Harvey, 54, has been a working comedian for half his life, ever since he quit his job after performing at a Cleveland club's amateur night. He toured as one of the "Kings of Comedy" with the late Bernie Mac, Cedric the Entertainer and D.L. Hughley, an act featured in the 2000 Spike Lee film "The Original Kings of Comedy." He starred in "The Steve Harvey Show" on the WB from 1996 to 2002, and his radio show has lasted more than a decade.

"It was something I've always dreamed of doing," the veteran comedian told Savannah Guthrie on the "Today" show last week. But he didn't know daytime television would end up being his forte." I thought it was nighttime TV a while back. But my life changed, and I evolved as a person. And so daytime — with the empowerment angles I've taken in my book for women and everything — just seemed like a pretty natural fit," he explained.

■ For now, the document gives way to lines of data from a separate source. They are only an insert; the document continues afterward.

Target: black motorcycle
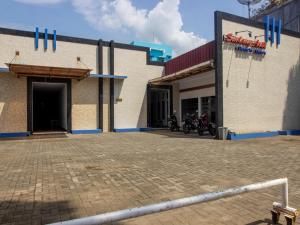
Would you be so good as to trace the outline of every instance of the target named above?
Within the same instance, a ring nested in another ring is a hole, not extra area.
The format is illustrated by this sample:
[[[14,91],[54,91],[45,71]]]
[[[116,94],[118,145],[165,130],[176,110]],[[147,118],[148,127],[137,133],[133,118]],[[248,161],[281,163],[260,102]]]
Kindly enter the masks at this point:
[[[174,132],[174,131],[179,131],[179,126],[178,126],[178,123],[177,123],[177,117],[175,115],[176,112],[174,112],[170,118],[168,119],[168,122],[169,122],[169,129],[171,132]]]
[[[198,129],[198,123],[197,113],[192,115],[187,114],[182,126],[183,133],[189,134],[192,130]]]

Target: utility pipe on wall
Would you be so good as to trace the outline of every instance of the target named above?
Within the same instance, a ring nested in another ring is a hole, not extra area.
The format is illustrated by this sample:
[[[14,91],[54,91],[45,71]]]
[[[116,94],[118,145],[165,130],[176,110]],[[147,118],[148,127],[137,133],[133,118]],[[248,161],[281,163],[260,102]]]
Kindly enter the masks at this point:
[[[288,179],[282,178],[277,180],[270,180],[250,185],[245,185],[237,188],[230,188],[223,191],[211,192],[201,195],[196,195],[187,198],[181,198],[172,201],[161,202],[158,204],[151,204],[147,206],[125,209],[115,212],[104,213],[96,216],[89,216],[80,219],[74,219],[64,222],[53,223],[50,225],[98,225],[109,222],[116,222],[120,220],[135,218],[148,214],[163,212],[171,209],[181,208],[197,203],[214,201],[221,198],[231,197],[251,191],[266,189],[273,186],[282,186],[282,204],[274,203],[273,205],[285,208],[285,210],[292,213],[297,212],[296,209],[288,206]]]

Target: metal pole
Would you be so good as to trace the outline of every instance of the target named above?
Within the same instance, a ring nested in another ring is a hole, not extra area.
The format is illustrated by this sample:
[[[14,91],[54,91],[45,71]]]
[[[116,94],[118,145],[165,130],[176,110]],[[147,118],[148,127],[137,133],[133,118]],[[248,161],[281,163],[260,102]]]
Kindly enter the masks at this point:
[[[220,198],[231,197],[251,191],[261,190],[277,185],[282,185],[282,201],[283,206],[288,207],[288,186],[287,178],[270,180],[250,185],[245,185],[237,188],[230,188],[223,191],[211,192],[197,196],[181,198],[172,201],[166,201],[158,204],[152,204],[137,208],[125,209],[115,212],[104,213],[96,216],[90,216],[80,219],[69,220],[65,222],[53,223],[51,225],[99,225],[103,223],[116,222],[120,220],[130,219],[134,217],[144,216],[148,214],[163,212],[171,209],[181,208],[197,203],[214,201]],[[288,207],[290,208],[290,207]],[[293,208],[291,208],[293,209]]]
[[[250,2],[248,2],[248,18],[250,19],[251,9],[250,9]]]

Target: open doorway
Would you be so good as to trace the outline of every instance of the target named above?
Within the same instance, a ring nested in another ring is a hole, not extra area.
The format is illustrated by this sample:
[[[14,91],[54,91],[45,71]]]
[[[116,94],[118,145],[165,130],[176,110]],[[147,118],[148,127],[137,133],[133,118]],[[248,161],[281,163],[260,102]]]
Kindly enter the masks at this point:
[[[67,85],[32,83],[33,132],[67,130]]]

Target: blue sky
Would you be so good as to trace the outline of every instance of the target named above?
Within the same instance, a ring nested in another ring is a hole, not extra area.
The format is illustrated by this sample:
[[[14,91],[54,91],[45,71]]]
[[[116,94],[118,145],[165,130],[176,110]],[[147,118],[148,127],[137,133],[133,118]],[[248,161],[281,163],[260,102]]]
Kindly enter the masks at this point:
[[[213,39],[215,10],[247,15],[236,0],[1,0],[1,8],[2,27],[164,42],[177,53]]]

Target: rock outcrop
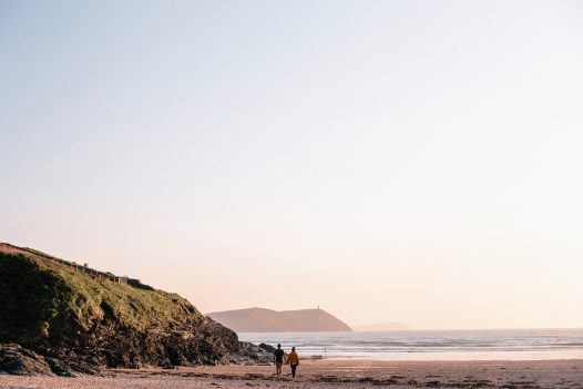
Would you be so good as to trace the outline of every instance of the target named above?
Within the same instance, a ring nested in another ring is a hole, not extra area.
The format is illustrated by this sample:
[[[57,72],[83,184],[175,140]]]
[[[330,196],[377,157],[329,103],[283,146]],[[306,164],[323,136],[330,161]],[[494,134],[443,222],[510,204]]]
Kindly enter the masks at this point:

That long personal evolution involved penning the 2009 bestseller "Act Like a Lady, Think Like a Man," later given the Hollywood treatment.

His new syndicated daytime show, which will focus on ordinary people's relationships emerged from that and from his background, he told "Today."

"I've had an interesting life. My life has been full circle," he said. "You know, I've been a parent, a husband, unemployed, homeless and successful."

He said he has another thing going for him, too: "I smile harder than anybody on TV, and I'm funnier."

Harvey stressed that his one-hour show would focus on the relationship travails of ordinary people, not celebrities, because he wants viewers to relate to them.